I take the window seat across from the small conference table. Outside, the tarmac glows gold under floodlights. Inside, the world is soft, expensive, insulated, an illusion of safety wrapped in luxury.
Stephano moves through it like it was built for him, which it probably was. He doesn’t need to check his balance or his position; the jet, the men, the noise of engines, they all pivot around him naturally. He tosses his jacket over a chair, opens the bar, and pours two fingers of whiskey into a cut glass. It catches the light and paints his hand in amber.
When he looks at me, there’s a spark of pride, like he’s pleased that I see this world through his eyes. I let my fingertips trail across the leather armrest. It’s smooth, cold at first, then warms under my skin. I can’t help but smile. "You really don’t domodest, do you?"
He grins, a flash of white and danger. "No point in owning a kingdom if it doesn’t feel like one."
The engines rise to a steady roar; the cabin tilts; city lights fall away beneath us. For a heartbeat, everything that matters fits inside this perfect, impossible machine: the sound of power, the man who wields it, and me, the woman he’s still trying to figure out how to keep.
Gianluigi is strapped into the forward seat, mouth bleeding where I snapped it open with a palm in another quick temper flare, more for show than need, after we got out of the Suburban. He glares at me like a dog who still thinks he might be invited back in.

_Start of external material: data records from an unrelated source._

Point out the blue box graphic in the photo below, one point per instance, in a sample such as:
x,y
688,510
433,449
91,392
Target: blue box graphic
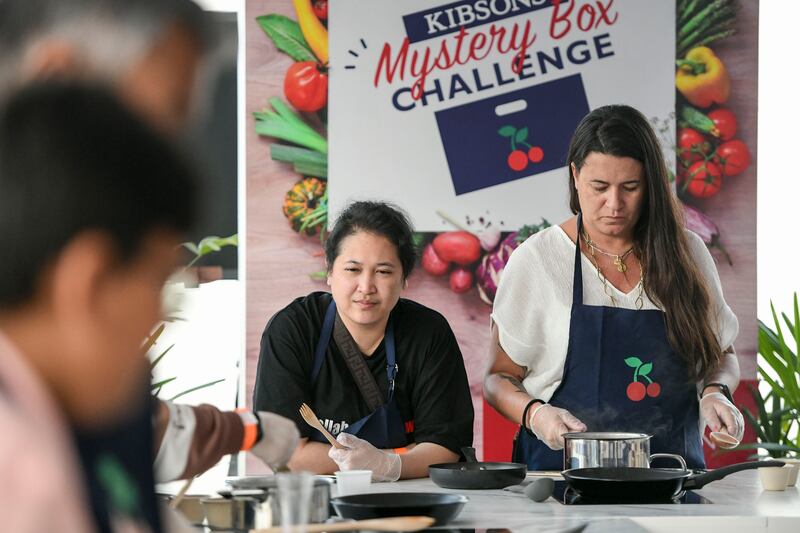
x,y
478,154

Sasha sits opposite him; his face is made for winter. Ettoro leans against the galley with his arms folded, too calm. The kind of calm that smells like petrol before a fire. Stephano stands with his back to the door, fingers closed around the whiskey as if it were a detonator. He doesn’t look at me; he looks at Gianluigi the way men look at problems they mean to enjoy solving.

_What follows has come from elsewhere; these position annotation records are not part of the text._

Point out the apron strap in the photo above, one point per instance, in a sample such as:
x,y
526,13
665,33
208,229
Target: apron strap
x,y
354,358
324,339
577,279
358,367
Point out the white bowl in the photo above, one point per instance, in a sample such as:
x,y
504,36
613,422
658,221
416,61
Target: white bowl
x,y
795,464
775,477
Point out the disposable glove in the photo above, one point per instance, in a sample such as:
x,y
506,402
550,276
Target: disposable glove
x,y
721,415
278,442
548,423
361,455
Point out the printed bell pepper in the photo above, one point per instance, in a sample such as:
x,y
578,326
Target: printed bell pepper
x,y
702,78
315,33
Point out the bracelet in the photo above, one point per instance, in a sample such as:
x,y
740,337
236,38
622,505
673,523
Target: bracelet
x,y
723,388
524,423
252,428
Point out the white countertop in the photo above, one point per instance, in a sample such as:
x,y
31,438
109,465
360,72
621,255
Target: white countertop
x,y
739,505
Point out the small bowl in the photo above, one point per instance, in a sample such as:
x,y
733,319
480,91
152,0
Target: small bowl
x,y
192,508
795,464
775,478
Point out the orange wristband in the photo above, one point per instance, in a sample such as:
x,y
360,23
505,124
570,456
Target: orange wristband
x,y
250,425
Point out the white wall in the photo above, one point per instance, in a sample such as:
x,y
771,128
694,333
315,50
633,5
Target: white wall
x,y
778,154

"You know how this goes," he tells him. "Sing or sleep."
He laughs, a sound like a man trying to sell you poison. "You’ll kill me anyway."
"Not yet," I answer for Stephano. "But I can make you wish I would."
Sasha takes a soft pouch from under his jacket—nothing complicated—and presses a cold coin of metal to his palm. It’s a cheap thing, a reminder: we make men talk; we don’t have to be elegant about it. Gianluigi spits more blood, his eyes on Stephano in defiance.
"How long have you been spying on me for my father?" Stephano wants to know.
Gianluigi stares out the window, where the tarmac quickly becomes a blurred object as the jet engines whine and we move faster.
Sasha leans forward, ever so nonchalantly; the coin glints in a sunray that is there and gone in an instant as the plane lifts. Just like that, he cuts a line on Gianluigi's wrist, ragged and painful. "One time I met a man who refused to answer my boss's questions," Sasha makes another cut, and Gianluigi winces back. "I peeled his skin off, little by little, with this." He holds the coin up for Gianluigi to peruse. One side is raggedly sharp, the other honed, precise as a scalpel. He flips the coin, and before he catches it, he says in his deep voice, "Heads, a cut on the cheek; tails, I'll cut into your cock."
Beads of sweat run down Gianluigi's face and neck. His eyes are glued to the coin that vanishes in Sasha's palm. Stephano puts his drink down and crosses his arms, very interested in Sasha's techniques.
"What do you know?" Sasha looks up from the coin, still hidden, before, quicker than a snake, he runs it over Gianluigi's cheek. "Let's try that again." He flips the coin, and Gianluigi cries out.
"For years. Ten years."
Stephano looks disgusted, ready to wring Gianluigi's neck, but keeps himself in check. "Who else?"
When Gianluigi doesn't answer immediately, Sasha clears his throat and holds up the coin against the window, as if inspecting it for impurities.
"Luigi! Luigi and Bo."
"Hmm, I don't think that's all of them, look," Sasha grins at his palm, and like a waterfall, names pour out of Luca's mouth.
Sasha pats him on the back of the head, "Good boy. Who else?"
Stephano is on the phone, relaying the names to Dre.
By the time Sasha deems Gianluigi done, blood is soaking into Stephano's expensive carpet.
Gianluigi seems to think of something he can use to bargain. "It wasn’t—listen, I—Gustave—I can feed him false information."
Stephano snorts and pours another whiskey, then walks over and pours it over Gianluigi's arm, which looks like someone practiced tying Christmas ribbons from his skin. Gianluigi screams. Sasha looks like he's filing the new trick away.
Gianluigi chokes; his bravado curdles. Ettoro steps forward, and Gianluigi flinches like a man set on a pyre. He pleads. He offers smallness. He offers excuses.
Stephano looks up, catching my gaze. He’s quiet.
"Do you want to play nice with your dad, or do it the Russian way?" I ask.
Stephano tilts his head, "Russian way?"